Is it true that PPACA mandates a number of disclosures by the HME provider?
Yes. PPACA states that providers enrolling or re-enrolling in Medicare, Medicaid, or CHIP will be subject to new disclosure requirements. Applicants will be required to disclose current or previous affiliations, directly or indirectly, with any provider that has uncollected debt, been subject to payment suspension under a federal health care program, has been excluded from participating in a federal health care program, or has had its billing privileges denied or revoked. The provider may be denied enrollment if such affiliations pose an undue risk of fraud, waste, or abuse.
What else does PPACA say?
PPACA provides that HHS may adjust payments to a provider that has the same tax ID number as a provider that owes past-due obligations under Medicare, Medicaid or CHIP, regardless of the provider’s Medicare billing number or NPI. Lastly, PPACA provides that states must establish contracts with RACs for the purpose of identifying underpayments and overpayments and recouping overpayments under the state Medicaid plan or any waiver of the state plan.
Is there any other federal legislation that affects Medicaid providers?
Yes. To encourage states to pursue Medicaid fraud more vigorously, the U.S. Congress enacted Section 6031 of the Deficit Reduction Act of 2005. This section is entitled “Encouraging the Enactment of State False Claims Acts,” and it provides a financial incentive for states to enact false claims laws similar to the federal False Claims Act.
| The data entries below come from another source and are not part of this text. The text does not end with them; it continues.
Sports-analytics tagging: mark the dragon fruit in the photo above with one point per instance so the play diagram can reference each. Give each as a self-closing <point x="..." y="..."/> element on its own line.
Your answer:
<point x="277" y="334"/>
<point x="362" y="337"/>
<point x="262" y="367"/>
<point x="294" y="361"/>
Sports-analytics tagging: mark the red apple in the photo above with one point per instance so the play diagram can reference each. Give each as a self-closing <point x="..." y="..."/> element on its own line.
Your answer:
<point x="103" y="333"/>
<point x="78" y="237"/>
When a state Medicaid agency detects an overpayment, it is required to repay the federal government’s share of the overpayment within 60 days, whether or not it has recovered the overpayment from the provider. Section 6031 provides that if a state has a false claims law in effect that meets certain requirements then the share of recoveries under the law that must be repaid to the federal government is reduced by 10 percent.
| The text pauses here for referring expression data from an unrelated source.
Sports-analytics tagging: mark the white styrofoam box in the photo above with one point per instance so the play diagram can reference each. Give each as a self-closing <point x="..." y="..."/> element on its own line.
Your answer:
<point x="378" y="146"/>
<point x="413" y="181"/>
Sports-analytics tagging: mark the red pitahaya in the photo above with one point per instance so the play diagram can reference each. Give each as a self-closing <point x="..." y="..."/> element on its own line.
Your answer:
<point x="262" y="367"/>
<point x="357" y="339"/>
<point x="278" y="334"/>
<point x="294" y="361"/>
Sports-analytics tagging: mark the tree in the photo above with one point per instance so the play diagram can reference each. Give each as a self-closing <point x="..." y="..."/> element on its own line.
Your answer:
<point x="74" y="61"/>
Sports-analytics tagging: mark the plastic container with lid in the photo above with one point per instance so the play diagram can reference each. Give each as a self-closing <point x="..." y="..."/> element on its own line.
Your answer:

OK, we have talked about federal legislation that affects Medicaid providers. Are there any state-specific laws that the Medicaid provider must be award of?
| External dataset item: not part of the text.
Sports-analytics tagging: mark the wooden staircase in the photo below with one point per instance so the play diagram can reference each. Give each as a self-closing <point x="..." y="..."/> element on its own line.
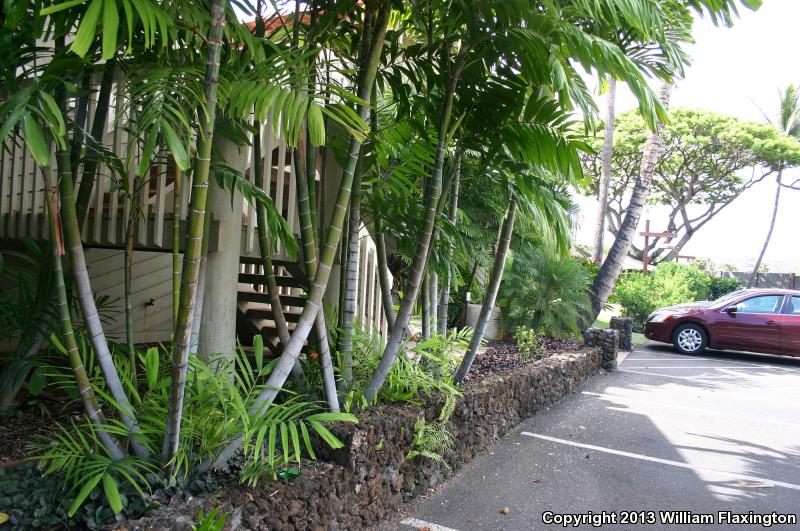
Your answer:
<point x="254" y="309"/>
All states have one or more anti-kickback statutes that are similar to the Medicare anti-kickback statute. The state statutes will have the following words in their titles: kickback; referral; fee splitting; patient brokering; and similar words. A number of state statutes will apply only if the payer is the state’s Medicaid program; in other states, the statute applies regardless of whether the payer is Medicaid or a commercial insurer. In addition, a number of states have one or more false claims act statutes that are similar to the federal False Claims Act. Lastly, all state Medicaid programs have the authority to conduct audits and investigations. For example, Florida Medicaid regulations mandate that the provider permit “the (Medicaid) agency, the (state) attorney general, the federal government, and the authorized agents of each of these entities access to all Medicaid-related information, which may be in the form of records, logs, documents, or computer files, and other information pertaining to services or goods billed to the Medicaid program, including access to all patient records and other provider information if the provider cannot easily separate records for Medicaid patients from other records.”
So what does all this mean to the HME provider that bills state Medicaid programs?
For HME companies that bill state Medicaid programs, the bottom line is this: the provider must be as vigilant in understanding and adhering to state Medicaid regulations as the provider does with Medicare regulations and guidance. If the provider focuses only on Medicare guidelines, but gives scant attention to Medicaid guidelines, then the provider might be blindsided by a Medicaid audit or investigation.